Prekarität ist ein Begriff der Soziologie des 20. Jahrhunderts, der für die Verhältnisse moderner Industriegesellschaften geprägt wurde. Aus historischer Perspektive ist also zu klären, inwieweit der Begriff auf vormoderne Verhältnisse anwendbar ist, und wie er für das akademische System der Vormoderne analytisch nutzbar gemacht werden kann
Im Vortrag werden universitäre Gutachten aus dem Jahr 1502 vorgestellt, die den damaligen Diskurs über prekäre Verhältnisse an der Universität Leipzig abbilden. Sie zeigen, dass bei den Magistern das akademische Alter als Prekaritätsdeterminante wahrgenommen wurde. Junge Magister hatten etwa weniger Mitbestimmungsrechte in der akademischen Selbstverwaltung und konnten deshalb nur die schlechter bezahlten Lehrveranstaltungen übernehmen. Ob man zu den «jungen» oder «alten» Magistern gehörte, wirkte sich also offenbar direkt auf den Grad der Prekarität aus. Der Vortrag macht deutlich, dass das akademische Alter damit eine wesentliche Komponente des Exklusions- und des Prekaritätsdiskurses war.
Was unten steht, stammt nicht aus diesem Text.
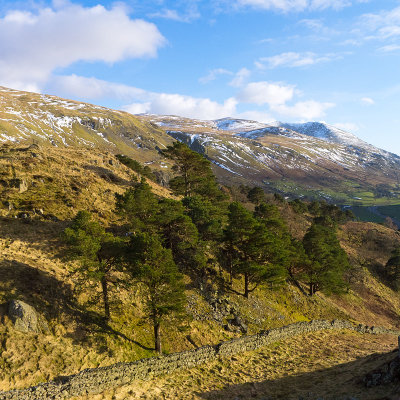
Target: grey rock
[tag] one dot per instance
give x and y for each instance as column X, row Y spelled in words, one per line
column 25, row 318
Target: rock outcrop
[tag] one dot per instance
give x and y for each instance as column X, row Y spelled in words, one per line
column 25, row 318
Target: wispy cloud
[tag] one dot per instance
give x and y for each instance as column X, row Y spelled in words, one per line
column 275, row 99
column 190, row 15
column 213, row 75
column 297, row 5
column 54, row 38
column 367, row 101
column 382, row 25
column 389, row 48
column 347, row 126
column 294, row 60
column 240, row 77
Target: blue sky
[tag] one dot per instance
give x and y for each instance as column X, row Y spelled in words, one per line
column 290, row 60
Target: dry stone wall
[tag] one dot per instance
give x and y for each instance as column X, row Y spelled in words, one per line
column 96, row 380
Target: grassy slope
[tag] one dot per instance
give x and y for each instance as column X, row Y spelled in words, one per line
column 320, row 365
column 33, row 270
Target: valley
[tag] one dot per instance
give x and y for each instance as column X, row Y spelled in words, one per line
column 59, row 158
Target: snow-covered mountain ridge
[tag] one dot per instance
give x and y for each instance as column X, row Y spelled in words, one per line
column 311, row 159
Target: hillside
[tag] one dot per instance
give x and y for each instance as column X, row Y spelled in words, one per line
column 311, row 160
column 50, row 120
column 55, row 169
column 33, row 269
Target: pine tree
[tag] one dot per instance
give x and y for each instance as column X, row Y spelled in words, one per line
column 139, row 205
column 153, row 266
column 208, row 217
column 195, row 175
column 328, row 261
column 256, row 195
column 252, row 249
column 179, row 234
column 98, row 252
column 393, row 269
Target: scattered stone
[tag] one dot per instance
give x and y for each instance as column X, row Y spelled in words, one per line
column 23, row 186
column 23, row 215
column 25, row 318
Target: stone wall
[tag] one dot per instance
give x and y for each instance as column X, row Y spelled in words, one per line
column 96, row 380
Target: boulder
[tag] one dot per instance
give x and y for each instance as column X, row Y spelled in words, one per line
column 25, row 318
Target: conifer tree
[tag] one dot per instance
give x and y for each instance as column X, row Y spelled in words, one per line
column 252, row 249
column 98, row 252
column 139, row 205
column 328, row 261
column 393, row 268
column 153, row 266
column 195, row 175
column 256, row 195
column 179, row 234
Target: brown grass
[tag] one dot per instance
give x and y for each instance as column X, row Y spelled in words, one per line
column 323, row 364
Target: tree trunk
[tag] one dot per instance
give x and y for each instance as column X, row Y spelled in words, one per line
column 157, row 337
column 104, row 286
column 246, row 286
column 295, row 281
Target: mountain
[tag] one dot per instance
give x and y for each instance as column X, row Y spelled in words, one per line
column 312, row 160
column 65, row 123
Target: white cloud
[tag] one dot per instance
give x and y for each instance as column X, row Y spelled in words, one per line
column 240, row 77
column 260, row 116
column 93, row 88
column 298, row 5
column 187, row 106
column 35, row 44
column 275, row 96
column 266, row 93
column 389, row 48
column 191, row 14
column 383, row 25
column 305, row 110
column 347, row 126
column 368, row 101
column 213, row 75
column 292, row 59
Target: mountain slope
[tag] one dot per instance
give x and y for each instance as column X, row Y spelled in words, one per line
column 311, row 160
column 52, row 120
column 316, row 160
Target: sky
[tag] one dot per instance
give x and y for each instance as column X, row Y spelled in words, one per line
column 336, row 61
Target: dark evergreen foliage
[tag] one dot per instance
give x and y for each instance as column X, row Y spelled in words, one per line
column 98, row 252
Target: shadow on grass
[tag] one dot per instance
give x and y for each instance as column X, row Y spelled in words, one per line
column 53, row 299
column 341, row 382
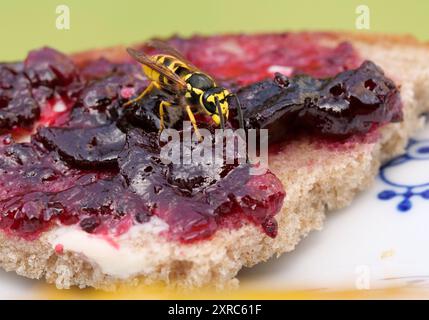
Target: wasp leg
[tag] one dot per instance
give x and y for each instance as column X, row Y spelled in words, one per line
column 161, row 114
column 193, row 121
column 149, row 88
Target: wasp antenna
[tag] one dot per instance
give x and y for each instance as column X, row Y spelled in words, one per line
column 219, row 110
column 133, row 53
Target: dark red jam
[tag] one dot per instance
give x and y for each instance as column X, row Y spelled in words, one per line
column 95, row 163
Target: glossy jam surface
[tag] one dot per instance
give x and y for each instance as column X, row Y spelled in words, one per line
column 96, row 163
column 351, row 103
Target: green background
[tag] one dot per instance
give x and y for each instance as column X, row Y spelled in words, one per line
column 30, row 24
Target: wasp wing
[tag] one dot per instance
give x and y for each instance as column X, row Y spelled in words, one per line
column 176, row 84
column 166, row 48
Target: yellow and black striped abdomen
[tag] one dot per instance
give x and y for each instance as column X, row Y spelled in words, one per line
column 172, row 63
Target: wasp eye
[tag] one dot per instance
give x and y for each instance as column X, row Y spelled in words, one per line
column 209, row 105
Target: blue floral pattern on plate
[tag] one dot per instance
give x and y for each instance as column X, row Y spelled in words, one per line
column 417, row 150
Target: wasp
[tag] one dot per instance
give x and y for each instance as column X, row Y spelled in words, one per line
column 188, row 87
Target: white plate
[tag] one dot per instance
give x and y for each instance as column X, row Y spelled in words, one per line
column 370, row 245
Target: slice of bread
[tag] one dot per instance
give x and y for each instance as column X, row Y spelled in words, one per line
column 317, row 179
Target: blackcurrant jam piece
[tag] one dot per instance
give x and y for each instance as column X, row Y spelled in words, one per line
column 85, row 147
column 353, row 102
column 17, row 104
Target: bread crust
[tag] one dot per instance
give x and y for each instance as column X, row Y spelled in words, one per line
column 317, row 179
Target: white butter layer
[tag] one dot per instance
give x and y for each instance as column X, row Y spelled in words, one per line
column 121, row 261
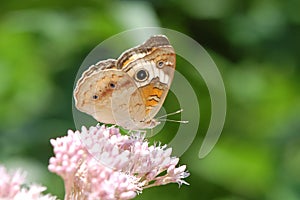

Eine ordentliche Professur garantierte in der zweiten Hälfte des 18. Jahrhunderts keineswegs Einkünfte, die für eine standesgemäße Versorgung des eigenen Haushalts ausreichten; somit waren Professoren auf weitere Tätigkeiten oder ökonomische Aktivitäten ihrer Ehefrauen angewiesen. Der Vortrag widmet sich den Fragen, wie diese Faktoren die langfristige Etablierung im Wissenschaftsbetrieb stabilisierten oder limitierten und wie sich die Bedeutung der Faktoren im Zeitverlauf änderte.
Schon lange vor dem Ersten Weltkrieg wurde das Problem einer Überproduktion von Hochschulabsolventen beklagt. Dieses Problem wurde weniger als eine soziale Frage formuliert, sondern vielmehr als publizistisch-wissenschaftlicher und politischer Diskurs, der darauf abzielte, restriktive Maßnahmen hinsichtlich des Zugangs zum Studium einzuführen. Dieser Vortrag untersucht, ob dieses Schreckgespenst des „proletarischen Akademikers“ in der Zwischenkriegszeit aufgrund der veränderten sozialen und ökonomischen Bedingungen zur sozialen Realität geworden ist. Dieser Wandel wird anhand der Maßnahmen und Programme analysiert, die für „prekäre“ Studierende und Akademiker:innen eingesetzt wurden.
Der Mediävist und Frühneuzeit-Historiker Karl Brandi (1868–1946) gehört sicherlich nicht zu den Verlierern des akademischen Systems. Im Gegenteil, als Professor für deutsche Geschichte in Göttingen, Mitglied der Akademie der Wissenschaften zu Göttingen und zweimaliger Vorsitzender des deutschen Historikerverbands (1909–1911; 1932–1937) war er im hohen Maße Teil des Systems. Der Vortrag zeigt, wie Karl Brandi in seiner am Lebensende verfassten Autobiographie Prekarität zum wissenschaftlichen Ideal und zur Initiationsphase stilisierte und dies zu einem integralen Teil seines Rollenverständnisses als Historiker und Wissenschaftler wurde.
Der Kommentar perspektiviert die Beiträge in doppelter Weise durch den Vergleich mit der aktuellen Diskussion um prekäre Beschäftigung im Wissenschaftsbetrieb und mit der Lage der mittelalterlichen Gelehrsamkeitslandschaft.